You should write the client so that it executes with the following command:

$java PingClient host port (for Java)

or

$PingClient host port  (for C)

or

$python PingClient.py host port (for Python)

where the host is the IP address of the computer the server is running on and the port is the port number it is listening to. In your lab, you will be running the client and server on the same machine. So just use 127.0.0.1 (i.e., localhost) for the host when running your client. In practice, you can run the client and server on different machines.

The client should send 15 pings to the server. Because UDP is an unreliable protocol, some of the packets sent to the server may be lost, or some of the packets sent from server to client may be lost. For this reason, the client cannot wait indefinitely for a reply to a ping message. You should have the client wait up to 600 ms for a reply; if no reply is received, then the client should assume that the packet was lost during transmission across the network. It is important that you choose a reasonably large value, which is greater than the expected RTT (Note that the server artificially delays the response using the AVERAGE_DELAY parameter). In order to achieve this your socket will need to be non-blocking (i.e. it must not just wait indefinitely for a response from the server). If you are using Java, you will need to research the API for DatagramSocket to find out how to set the timeout value on a datagram socket (Check: http://java.sun.com/javase/6/docs/api/java/net/Socket.html ). If you are using C, you can find information here: http://www.beej.us . Note that, the fcntl() function is the simplest way to achieve this.

Note that, your client should not send all 15 ping messages back-to-back, but rather sequentially. The client should send one ping and then wait for either for the reply from the server or a timeout before transmitting the next ping. Upon receiving a reply from the server, your client should compute the RTT, i.e. the difference between when the packet was sent and the reply was received. There are functions in Java Python and C that will allow you to read the system time in milliseconds. The RTT value should be printed to the standard output (similar to the output printed by ping; have a look at the output of ping for yourself). An example output could be:

ping to 127.0.0.1, seq = 1, rtt = 120 ms

We prefer that you show the timeout requests in the output. Only replace the 'rtt=120ms' in the above example with 'time out'. You will also need to report the minimum, maximum and the average RTTs of all packets received successfully at the end of your program's output.

Message Format

The ping messages in this lab are formatted in a simple way. Each message contains a sequence of characters terminated by a carriage return (CR) character (\r) and a line feed (LF) character (\n). The message contains the following string:

PING sequence_number time CRLF

where sequence_number starts at 3,331 and progresses to 3,345 for each successive ping message sent by the client, time is the time when the client sent the message, and CRLF represents the carriage return and line feed characters that terminate the line.

Hint: Cut and paste PingServer, rename the code PingClient, and then modify the code, if you are using Java.

Optional Extensions (For students keen to take up a challenge. THESE ARE NOT MARKED)

When you are finished writing the client, you may wish to try one of the following exercises:

1) The basic program sends a new ping immediately when it receives a reply. Modify the program so that it sends exactly 1 ping per second, similar to how the standard ping program works (difficult).
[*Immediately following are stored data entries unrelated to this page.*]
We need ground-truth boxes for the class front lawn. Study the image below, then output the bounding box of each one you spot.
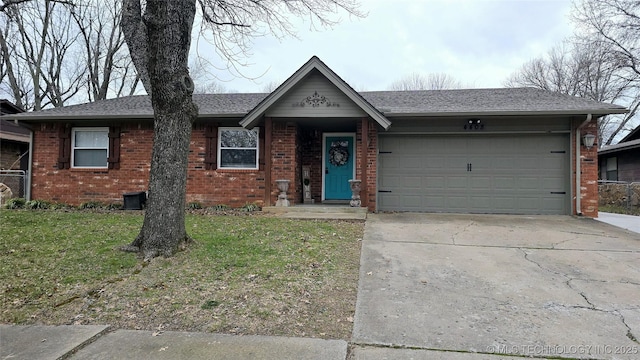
[0,210,363,339]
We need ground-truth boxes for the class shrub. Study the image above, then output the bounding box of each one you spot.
[78,201,105,210]
[25,199,52,210]
[4,198,25,209]
[187,201,203,210]
[210,204,230,211]
[240,202,261,212]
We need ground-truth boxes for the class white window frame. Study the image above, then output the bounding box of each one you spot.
[217,127,259,170]
[71,127,109,169]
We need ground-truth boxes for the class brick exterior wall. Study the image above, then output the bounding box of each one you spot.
[300,128,323,202]
[269,121,299,205]
[31,122,267,207]
[356,119,377,212]
[572,118,599,217]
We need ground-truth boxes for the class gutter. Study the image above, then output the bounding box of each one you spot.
[575,114,592,216]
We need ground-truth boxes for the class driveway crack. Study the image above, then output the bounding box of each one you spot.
[450,221,474,245]
[521,248,639,345]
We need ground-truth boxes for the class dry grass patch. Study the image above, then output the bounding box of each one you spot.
[1,210,363,340]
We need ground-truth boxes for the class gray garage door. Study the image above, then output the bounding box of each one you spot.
[378,134,570,214]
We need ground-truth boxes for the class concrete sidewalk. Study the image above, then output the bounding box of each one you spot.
[596,212,640,234]
[0,325,347,360]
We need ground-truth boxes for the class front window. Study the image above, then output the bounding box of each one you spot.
[72,127,109,168]
[218,127,259,169]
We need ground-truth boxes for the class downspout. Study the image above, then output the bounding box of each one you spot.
[575,114,592,216]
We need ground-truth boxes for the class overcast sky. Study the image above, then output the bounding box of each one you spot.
[193,0,575,93]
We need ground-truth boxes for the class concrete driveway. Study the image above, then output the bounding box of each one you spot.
[351,213,640,359]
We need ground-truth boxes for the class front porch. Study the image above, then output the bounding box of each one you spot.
[262,204,368,220]
[263,117,377,211]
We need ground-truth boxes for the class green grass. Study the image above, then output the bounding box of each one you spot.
[0,209,363,339]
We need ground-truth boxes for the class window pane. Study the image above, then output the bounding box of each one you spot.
[220,129,257,148]
[74,149,108,167]
[75,130,108,147]
[220,149,257,168]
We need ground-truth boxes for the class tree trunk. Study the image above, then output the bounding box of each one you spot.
[122,0,198,259]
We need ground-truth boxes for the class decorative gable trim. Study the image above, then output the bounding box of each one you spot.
[240,56,391,130]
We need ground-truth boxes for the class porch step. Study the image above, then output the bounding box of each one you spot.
[261,205,367,220]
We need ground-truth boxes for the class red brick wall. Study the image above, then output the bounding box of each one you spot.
[300,128,323,202]
[269,121,299,205]
[572,118,599,217]
[355,119,378,211]
[31,122,266,207]
[31,123,152,204]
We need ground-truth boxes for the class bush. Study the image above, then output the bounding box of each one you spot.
[25,199,52,210]
[210,204,230,211]
[78,201,105,210]
[4,198,25,209]
[240,202,261,212]
[187,201,203,210]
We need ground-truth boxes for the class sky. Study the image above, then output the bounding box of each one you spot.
[192,0,576,93]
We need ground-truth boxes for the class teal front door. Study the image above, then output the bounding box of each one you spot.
[324,135,354,200]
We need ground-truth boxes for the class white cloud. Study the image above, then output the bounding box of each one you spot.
[193,0,574,92]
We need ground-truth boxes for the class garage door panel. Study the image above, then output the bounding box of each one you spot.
[424,176,446,189]
[470,176,491,190]
[447,176,468,190]
[494,176,516,190]
[378,134,569,214]
[447,196,468,210]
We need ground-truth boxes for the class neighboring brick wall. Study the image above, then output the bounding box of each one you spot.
[30,122,266,207]
[1,141,24,170]
[572,119,599,217]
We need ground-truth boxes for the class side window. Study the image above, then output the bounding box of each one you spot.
[218,127,259,169]
[606,157,618,181]
[72,127,109,168]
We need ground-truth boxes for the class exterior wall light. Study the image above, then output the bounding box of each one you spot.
[582,133,596,149]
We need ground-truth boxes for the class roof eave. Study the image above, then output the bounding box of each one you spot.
[598,141,640,155]
[5,112,248,122]
[383,109,629,118]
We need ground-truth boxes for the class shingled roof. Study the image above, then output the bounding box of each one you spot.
[4,87,627,121]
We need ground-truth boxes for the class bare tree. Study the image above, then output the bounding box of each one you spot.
[0,0,142,109]
[571,0,640,144]
[260,80,281,93]
[505,39,639,146]
[189,59,229,93]
[70,0,141,101]
[0,0,83,110]
[388,72,463,91]
[121,0,363,259]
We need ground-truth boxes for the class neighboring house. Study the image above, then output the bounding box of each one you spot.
[0,100,28,198]
[4,57,627,217]
[598,125,640,182]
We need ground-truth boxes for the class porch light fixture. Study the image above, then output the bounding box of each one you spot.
[582,133,596,149]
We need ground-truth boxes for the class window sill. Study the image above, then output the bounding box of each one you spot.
[216,168,260,173]
[70,167,109,172]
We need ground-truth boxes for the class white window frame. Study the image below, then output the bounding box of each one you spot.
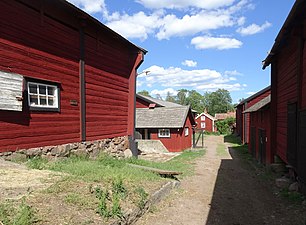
[185,127,189,136]
[158,129,170,138]
[201,115,205,121]
[27,81,59,111]
[201,122,206,128]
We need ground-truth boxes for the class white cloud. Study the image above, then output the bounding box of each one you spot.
[67,0,107,14]
[150,88,178,98]
[224,70,243,76]
[246,91,256,95]
[191,36,242,50]
[156,11,234,40]
[197,83,245,91]
[135,0,236,10]
[237,21,272,36]
[182,60,197,67]
[138,65,245,94]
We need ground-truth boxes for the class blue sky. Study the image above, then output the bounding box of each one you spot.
[68,0,294,103]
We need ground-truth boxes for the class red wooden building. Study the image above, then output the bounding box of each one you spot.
[262,0,306,191]
[235,86,270,144]
[136,95,196,152]
[0,0,145,155]
[195,111,216,132]
[243,95,271,164]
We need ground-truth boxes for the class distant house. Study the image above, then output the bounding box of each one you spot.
[243,95,271,164]
[235,86,270,144]
[195,111,216,132]
[135,95,196,152]
[262,0,306,192]
[0,0,146,158]
[215,111,236,121]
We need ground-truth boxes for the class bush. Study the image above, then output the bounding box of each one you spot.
[215,117,235,135]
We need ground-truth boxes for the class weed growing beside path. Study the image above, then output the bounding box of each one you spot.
[3,149,204,224]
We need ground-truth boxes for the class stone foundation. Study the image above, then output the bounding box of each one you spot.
[0,136,133,161]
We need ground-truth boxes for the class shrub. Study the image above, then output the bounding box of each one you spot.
[215,117,235,135]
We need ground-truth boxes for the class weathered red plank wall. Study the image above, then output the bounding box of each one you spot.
[0,1,80,151]
[0,0,141,152]
[249,109,271,164]
[150,113,193,152]
[195,116,214,132]
[274,36,298,162]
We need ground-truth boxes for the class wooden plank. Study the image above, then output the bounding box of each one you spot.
[0,71,23,111]
[128,164,182,176]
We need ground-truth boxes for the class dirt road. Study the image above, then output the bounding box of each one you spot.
[135,135,306,225]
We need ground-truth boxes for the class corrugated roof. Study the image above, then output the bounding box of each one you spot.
[243,95,271,113]
[136,94,182,107]
[136,106,190,128]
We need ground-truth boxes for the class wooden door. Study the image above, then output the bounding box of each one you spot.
[298,110,306,185]
[258,129,266,164]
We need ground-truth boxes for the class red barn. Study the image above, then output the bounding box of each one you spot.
[195,111,216,132]
[0,0,146,158]
[262,0,306,191]
[243,95,271,164]
[135,95,196,152]
[235,86,270,144]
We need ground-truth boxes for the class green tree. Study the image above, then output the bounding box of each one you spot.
[176,89,188,105]
[186,90,204,113]
[137,90,151,97]
[165,92,176,103]
[203,89,234,116]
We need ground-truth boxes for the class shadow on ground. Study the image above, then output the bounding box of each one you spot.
[205,144,306,225]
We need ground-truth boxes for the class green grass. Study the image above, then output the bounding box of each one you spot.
[0,200,37,225]
[280,189,305,203]
[25,150,204,220]
[224,134,241,146]
[216,144,227,156]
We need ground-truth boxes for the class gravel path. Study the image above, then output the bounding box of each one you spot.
[135,135,306,225]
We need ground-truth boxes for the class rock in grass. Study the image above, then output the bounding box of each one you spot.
[275,177,291,189]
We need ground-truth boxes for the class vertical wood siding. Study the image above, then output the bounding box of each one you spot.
[275,37,298,162]
[195,115,214,132]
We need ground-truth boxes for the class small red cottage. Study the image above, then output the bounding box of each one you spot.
[135,95,196,152]
[0,0,146,158]
[243,95,271,164]
[235,86,270,144]
[195,111,216,132]
[262,0,306,191]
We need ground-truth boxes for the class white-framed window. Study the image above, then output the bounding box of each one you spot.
[158,129,170,138]
[201,115,205,121]
[27,81,59,111]
[185,127,189,136]
[201,122,206,128]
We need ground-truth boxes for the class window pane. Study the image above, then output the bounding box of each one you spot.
[40,96,47,105]
[47,86,55,95]
[39,85,46,94]
[29,84,37,94]
[48,97,54,106]
[29,95,38,105]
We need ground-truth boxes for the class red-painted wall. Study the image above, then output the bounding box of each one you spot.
[236,89,270,144]
[248,108,272,164]
[0,0,142,152]
[195,114,214,132]
[136,97,150,108]
[149,112,194,152]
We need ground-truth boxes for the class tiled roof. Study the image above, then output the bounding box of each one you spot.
[215,111,236,120]
[136,106,190,128]
[243,95,271,113]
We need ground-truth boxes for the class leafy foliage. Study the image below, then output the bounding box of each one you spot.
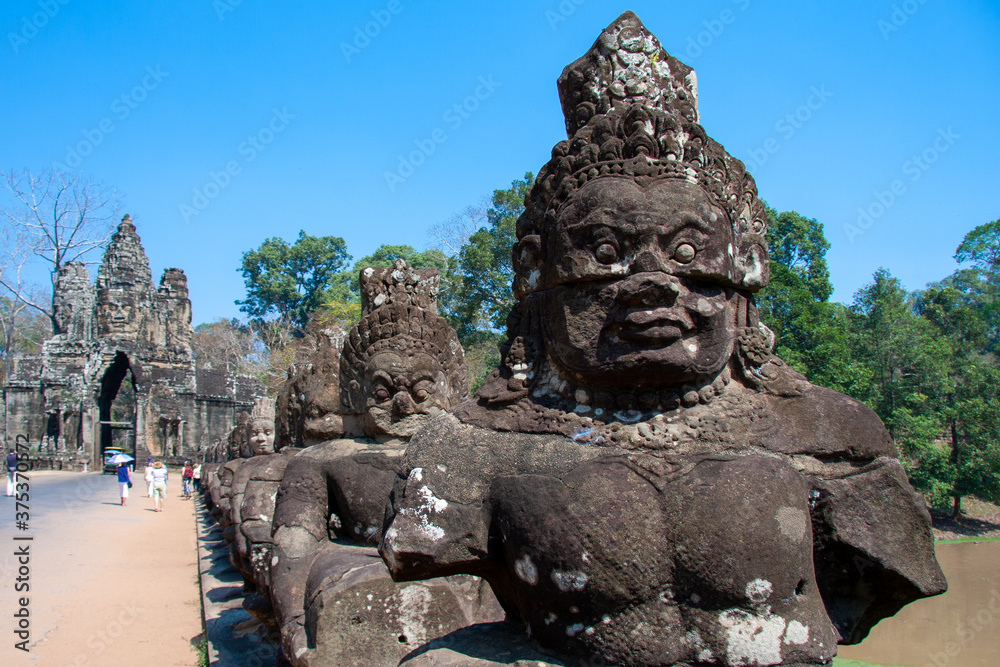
[237,231,352,329]
[449,173,532,340]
2) Develop two new classes ReliableUdpSender and ReliableUdpReceiver , which are used to send and receive data reliably over UDP. To do this, you will need to devise a protocol (such as TCP) in which the recipient of data sends acknowledgements back to the sender to indicate that the data has arrived. You can simplify the problem by only providing one-way transport of application data from sender to recipient. Because your experiments may be in a network environment with little or no loss of IP packets, you should simulate packet loss (difficult).